The page response times begin to climb.
At first we though it might be some long running page or report on our site but looking at the actively
running requests we see nothing intensive which could be causing the issue. Looking at the
task manager, the processes on the server are all running at 0% execpt for JRun which is hovering around
15% to 18%.
The problem isn't in the database either. Our MySQL database shows no long running queries, hung processes, or crashed tables
the application could be stalling over.
All of thisleads up to the site slowing to a crawl and then becoming completely unresponsive while JRun chugs along
at 15% and memory never maxes out.
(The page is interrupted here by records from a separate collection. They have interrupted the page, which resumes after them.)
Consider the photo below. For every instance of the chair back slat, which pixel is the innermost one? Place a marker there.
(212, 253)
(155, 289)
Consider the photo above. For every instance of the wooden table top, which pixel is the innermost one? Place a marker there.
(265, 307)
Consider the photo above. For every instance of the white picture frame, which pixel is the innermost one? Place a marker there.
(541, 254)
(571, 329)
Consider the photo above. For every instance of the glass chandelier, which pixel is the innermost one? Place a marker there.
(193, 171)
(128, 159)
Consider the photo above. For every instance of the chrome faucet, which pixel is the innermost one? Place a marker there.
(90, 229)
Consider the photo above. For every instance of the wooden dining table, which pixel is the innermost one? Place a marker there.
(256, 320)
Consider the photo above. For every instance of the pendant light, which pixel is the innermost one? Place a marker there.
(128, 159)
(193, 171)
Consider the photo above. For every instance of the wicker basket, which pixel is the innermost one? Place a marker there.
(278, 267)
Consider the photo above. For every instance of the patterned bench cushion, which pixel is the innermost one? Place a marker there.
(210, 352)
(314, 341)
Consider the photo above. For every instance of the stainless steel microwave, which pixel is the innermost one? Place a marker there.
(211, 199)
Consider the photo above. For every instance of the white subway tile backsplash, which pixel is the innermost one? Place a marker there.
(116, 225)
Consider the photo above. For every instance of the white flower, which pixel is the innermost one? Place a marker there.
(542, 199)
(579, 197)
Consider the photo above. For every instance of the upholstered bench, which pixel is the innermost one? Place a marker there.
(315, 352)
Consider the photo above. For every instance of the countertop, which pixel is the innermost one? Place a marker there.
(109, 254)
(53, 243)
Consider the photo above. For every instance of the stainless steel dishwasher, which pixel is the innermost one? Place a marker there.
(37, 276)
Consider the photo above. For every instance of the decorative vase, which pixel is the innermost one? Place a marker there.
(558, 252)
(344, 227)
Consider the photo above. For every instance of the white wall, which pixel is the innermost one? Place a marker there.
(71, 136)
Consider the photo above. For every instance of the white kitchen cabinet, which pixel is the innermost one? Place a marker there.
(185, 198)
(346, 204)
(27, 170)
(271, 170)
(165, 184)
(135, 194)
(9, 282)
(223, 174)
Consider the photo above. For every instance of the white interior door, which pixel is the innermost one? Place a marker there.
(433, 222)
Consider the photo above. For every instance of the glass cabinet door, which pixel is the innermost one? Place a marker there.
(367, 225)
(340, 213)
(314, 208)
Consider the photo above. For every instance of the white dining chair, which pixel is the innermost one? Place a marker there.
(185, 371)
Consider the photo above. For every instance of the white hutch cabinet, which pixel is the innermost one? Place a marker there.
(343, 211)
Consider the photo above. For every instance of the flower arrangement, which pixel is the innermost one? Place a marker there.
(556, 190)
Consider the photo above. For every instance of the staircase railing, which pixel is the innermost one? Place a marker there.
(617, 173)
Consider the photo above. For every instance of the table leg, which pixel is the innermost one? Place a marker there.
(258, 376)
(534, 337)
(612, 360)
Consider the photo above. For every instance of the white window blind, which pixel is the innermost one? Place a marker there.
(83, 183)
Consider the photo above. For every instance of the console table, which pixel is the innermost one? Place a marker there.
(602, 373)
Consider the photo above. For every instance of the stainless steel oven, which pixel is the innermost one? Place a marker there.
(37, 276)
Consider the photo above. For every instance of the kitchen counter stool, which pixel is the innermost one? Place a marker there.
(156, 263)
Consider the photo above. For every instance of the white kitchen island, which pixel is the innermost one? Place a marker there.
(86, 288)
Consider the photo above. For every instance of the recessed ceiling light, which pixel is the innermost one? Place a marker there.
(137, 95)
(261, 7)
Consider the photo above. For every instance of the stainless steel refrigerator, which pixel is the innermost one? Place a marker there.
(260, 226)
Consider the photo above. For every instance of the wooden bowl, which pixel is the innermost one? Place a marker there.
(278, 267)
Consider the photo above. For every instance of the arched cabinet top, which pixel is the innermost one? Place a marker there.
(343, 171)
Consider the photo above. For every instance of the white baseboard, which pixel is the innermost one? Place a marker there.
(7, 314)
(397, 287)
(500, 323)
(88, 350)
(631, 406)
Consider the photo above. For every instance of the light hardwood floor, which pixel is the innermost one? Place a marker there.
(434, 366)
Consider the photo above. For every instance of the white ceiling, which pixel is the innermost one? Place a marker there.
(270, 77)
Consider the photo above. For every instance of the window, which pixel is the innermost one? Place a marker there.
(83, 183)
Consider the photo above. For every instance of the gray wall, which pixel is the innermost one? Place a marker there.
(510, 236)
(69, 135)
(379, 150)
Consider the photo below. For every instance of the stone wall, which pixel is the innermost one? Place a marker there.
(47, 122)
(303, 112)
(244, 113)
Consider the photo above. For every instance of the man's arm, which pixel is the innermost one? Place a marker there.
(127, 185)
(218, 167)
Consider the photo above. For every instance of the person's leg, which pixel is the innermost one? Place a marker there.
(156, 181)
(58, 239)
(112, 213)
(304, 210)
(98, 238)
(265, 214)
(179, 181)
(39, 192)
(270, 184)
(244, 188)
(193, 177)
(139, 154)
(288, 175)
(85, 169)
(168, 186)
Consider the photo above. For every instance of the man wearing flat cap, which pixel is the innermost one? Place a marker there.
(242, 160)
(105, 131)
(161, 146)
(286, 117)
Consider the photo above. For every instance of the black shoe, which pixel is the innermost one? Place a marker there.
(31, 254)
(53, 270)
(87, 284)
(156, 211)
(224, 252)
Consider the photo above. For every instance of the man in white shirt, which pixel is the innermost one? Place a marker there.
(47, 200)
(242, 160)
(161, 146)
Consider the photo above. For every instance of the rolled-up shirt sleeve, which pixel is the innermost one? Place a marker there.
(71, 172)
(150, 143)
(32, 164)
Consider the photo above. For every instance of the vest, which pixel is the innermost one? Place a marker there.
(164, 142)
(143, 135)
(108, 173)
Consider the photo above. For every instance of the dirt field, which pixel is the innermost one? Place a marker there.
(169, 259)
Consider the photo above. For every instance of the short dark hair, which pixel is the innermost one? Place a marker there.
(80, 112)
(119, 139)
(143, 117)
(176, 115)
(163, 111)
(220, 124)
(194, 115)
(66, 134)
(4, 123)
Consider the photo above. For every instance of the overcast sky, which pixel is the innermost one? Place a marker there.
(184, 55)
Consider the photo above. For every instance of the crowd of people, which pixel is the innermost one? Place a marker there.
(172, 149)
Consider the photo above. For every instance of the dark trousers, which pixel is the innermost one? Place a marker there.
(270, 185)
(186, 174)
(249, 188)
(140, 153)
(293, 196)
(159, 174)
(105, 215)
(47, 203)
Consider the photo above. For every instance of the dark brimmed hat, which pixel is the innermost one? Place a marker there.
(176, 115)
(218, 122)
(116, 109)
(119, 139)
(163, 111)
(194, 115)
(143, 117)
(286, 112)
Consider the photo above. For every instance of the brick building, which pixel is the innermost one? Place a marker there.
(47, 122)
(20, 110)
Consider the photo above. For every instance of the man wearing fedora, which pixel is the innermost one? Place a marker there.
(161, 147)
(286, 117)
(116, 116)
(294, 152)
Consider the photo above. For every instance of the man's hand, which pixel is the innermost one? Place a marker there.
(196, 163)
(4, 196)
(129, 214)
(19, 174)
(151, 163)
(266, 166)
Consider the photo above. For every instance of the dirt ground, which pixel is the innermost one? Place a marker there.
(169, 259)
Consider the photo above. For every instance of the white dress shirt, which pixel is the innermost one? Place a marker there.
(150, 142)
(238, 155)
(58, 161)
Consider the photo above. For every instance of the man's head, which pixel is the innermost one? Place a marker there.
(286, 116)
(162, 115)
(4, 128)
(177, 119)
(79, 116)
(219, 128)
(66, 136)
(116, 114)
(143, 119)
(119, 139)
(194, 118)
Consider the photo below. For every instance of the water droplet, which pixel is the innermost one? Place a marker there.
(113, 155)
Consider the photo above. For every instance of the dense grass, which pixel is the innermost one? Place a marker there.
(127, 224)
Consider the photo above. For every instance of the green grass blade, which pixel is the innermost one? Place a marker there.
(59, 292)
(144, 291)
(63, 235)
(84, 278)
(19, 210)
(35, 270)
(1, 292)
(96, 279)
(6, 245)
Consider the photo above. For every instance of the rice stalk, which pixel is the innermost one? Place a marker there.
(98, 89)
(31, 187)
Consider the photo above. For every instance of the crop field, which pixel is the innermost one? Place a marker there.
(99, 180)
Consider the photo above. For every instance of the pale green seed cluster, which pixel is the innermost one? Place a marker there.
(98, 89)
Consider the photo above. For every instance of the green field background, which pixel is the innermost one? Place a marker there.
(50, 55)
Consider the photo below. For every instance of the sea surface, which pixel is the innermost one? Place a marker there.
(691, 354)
This never causes any errors in the logs ie memory heap errors or connection timeouts.
Its just crawls along. I've never let it sit in this state for more than 5 or 10 minutes so I don't know if it would eventually come back.
The only way so far to bring it back it to restart the CF server at which point everything returns to normal.
In other types of situations like this I've seen JRun peg out at 100% or more percent or memroy is pegged at 100% with an eventual heap error
or the database is locked up causing the app problems. But none of that happens here.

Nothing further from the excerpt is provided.